Gender differences in some aspects of sexuality among Croatian adults  

Nekić M.
University of Zadar, Department of Psychology, Zadar, Croatia

Human sexuality includes three important concepts: sexual-esteem, sexual-depression and sexual-preoccupation. Snell and Papini (1989) define sexual-esteem as positive regard for and confidence in the capacity to experience one's sexuality in a satisfying and enjoyable way. Sexual-depression is defined as the experience of feelings of depression regarding one's sex life and finally sexual-preoccupation is defined as the tendency to think about sex to an excessive degree. The results from Snell and Papini's (1989) initial study revealed considerable similarity between men's and women's sexual-esteem tendencies. Analyses revealed a significant gender effect only for the sexual-preoccupation subscale, with males reporting higher levels of sexual-preoccupation than females. Some interesting results about gender differences were reported in studies which examined sociosexuality (person’s inclination to engage in sexual intercourse in the absence of strong emotional commitment to his/her partner).

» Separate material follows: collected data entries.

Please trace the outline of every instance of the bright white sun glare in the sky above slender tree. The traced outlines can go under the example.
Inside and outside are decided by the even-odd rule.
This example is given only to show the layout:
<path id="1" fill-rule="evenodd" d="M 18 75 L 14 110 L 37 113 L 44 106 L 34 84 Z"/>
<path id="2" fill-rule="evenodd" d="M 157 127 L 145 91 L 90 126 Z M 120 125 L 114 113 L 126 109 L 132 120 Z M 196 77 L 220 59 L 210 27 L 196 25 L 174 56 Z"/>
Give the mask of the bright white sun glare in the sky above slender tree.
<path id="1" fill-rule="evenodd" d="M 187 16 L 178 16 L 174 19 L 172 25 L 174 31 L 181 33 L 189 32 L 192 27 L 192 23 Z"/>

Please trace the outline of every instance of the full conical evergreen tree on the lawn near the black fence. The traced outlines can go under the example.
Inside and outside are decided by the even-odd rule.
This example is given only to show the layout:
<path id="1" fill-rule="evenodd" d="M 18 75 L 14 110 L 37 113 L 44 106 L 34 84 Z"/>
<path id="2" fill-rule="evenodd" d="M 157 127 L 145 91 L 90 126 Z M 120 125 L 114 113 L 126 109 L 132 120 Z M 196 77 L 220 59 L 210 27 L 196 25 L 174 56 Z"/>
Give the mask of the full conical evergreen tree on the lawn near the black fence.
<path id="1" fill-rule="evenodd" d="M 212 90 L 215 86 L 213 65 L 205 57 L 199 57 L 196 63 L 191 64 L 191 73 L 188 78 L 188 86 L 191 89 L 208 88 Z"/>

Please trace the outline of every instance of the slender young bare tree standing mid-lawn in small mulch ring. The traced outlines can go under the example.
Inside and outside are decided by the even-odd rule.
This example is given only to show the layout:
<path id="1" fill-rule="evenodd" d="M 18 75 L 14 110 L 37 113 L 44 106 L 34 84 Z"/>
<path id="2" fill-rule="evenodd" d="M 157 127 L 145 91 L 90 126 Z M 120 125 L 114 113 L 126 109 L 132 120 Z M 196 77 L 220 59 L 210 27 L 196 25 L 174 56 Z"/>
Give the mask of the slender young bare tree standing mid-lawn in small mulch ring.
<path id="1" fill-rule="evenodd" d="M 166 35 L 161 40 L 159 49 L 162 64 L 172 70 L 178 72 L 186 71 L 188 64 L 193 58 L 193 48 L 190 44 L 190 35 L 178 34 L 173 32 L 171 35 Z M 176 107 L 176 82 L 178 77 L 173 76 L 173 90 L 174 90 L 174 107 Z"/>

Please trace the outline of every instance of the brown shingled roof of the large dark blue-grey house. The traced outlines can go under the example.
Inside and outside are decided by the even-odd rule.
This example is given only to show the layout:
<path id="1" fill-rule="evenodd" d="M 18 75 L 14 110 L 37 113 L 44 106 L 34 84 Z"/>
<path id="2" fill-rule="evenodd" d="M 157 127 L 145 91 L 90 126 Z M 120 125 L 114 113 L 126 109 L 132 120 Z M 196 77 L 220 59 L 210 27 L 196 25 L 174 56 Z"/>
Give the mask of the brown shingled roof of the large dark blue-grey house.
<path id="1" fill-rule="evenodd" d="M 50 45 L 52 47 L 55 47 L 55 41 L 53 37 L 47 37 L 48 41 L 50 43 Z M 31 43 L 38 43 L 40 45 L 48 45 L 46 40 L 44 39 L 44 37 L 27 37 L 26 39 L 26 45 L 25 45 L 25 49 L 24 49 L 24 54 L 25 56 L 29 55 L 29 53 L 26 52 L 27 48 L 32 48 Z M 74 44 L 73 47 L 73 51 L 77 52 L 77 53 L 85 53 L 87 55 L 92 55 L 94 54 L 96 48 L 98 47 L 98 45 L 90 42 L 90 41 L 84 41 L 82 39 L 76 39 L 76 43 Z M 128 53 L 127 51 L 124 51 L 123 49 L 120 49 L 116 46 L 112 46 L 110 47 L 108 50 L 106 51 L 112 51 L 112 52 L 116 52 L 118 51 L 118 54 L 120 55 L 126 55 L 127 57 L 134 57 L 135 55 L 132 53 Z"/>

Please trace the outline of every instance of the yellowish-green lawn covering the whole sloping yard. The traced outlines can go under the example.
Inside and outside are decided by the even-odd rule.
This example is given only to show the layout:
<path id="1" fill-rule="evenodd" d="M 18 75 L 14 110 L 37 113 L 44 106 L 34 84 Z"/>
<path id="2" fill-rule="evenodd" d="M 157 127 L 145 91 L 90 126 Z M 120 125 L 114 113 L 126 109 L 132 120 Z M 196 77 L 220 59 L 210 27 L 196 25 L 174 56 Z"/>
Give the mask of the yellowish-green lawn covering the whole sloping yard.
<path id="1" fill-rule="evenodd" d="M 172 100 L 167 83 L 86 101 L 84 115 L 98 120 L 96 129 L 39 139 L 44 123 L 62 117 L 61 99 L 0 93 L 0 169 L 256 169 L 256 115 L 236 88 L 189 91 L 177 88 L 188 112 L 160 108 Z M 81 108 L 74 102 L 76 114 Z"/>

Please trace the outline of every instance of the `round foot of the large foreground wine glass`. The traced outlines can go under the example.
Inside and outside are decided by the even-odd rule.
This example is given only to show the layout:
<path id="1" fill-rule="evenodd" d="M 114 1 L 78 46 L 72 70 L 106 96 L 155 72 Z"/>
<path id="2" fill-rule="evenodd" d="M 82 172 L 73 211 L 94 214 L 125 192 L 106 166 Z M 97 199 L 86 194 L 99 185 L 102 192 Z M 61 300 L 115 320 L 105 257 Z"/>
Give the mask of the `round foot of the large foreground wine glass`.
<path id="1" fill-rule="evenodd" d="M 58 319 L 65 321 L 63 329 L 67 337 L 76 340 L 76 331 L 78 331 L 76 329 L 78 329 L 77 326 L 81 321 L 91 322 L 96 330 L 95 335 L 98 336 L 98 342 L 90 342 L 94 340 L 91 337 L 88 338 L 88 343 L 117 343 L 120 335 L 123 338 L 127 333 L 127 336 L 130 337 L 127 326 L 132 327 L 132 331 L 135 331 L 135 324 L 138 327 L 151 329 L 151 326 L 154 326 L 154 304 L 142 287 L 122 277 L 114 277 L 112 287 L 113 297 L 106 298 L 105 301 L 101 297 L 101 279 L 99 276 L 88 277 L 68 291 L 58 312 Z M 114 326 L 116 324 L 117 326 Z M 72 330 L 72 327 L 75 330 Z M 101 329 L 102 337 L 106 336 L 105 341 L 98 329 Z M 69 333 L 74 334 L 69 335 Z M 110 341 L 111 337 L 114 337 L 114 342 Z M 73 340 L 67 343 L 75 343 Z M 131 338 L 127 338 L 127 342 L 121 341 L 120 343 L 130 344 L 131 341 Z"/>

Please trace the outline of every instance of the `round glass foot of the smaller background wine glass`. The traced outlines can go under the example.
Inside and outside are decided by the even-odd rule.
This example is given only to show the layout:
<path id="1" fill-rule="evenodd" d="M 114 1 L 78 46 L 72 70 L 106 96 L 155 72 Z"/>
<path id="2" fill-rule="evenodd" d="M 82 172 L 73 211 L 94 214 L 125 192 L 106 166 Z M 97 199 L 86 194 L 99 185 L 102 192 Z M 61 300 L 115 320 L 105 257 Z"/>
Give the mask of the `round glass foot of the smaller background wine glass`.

The purpose of the present contribution is to present the results of a study designed to examine some aspects of sexuality and gender differences among young and middle aged adults. Therefore, the first aim was to examine gender differences in sexual-esteem, sexual-depression, sexual-preoccupation and sociosexuality, while the second aim included analysis of relation between examined variables. The 101 participants (48 males and 53 females) in this research filled out The Sexuality Scale (Snell & Papini, 1989) and The Sociosexual Orientation Inventory (Simpson & Gangestad, 1991). Results of this study showed expected differences in some aspects of sexuality among male and female participants. Males show higher tendencies in sexual-preoccupation and more comfort with engaging in casual sex than female participants.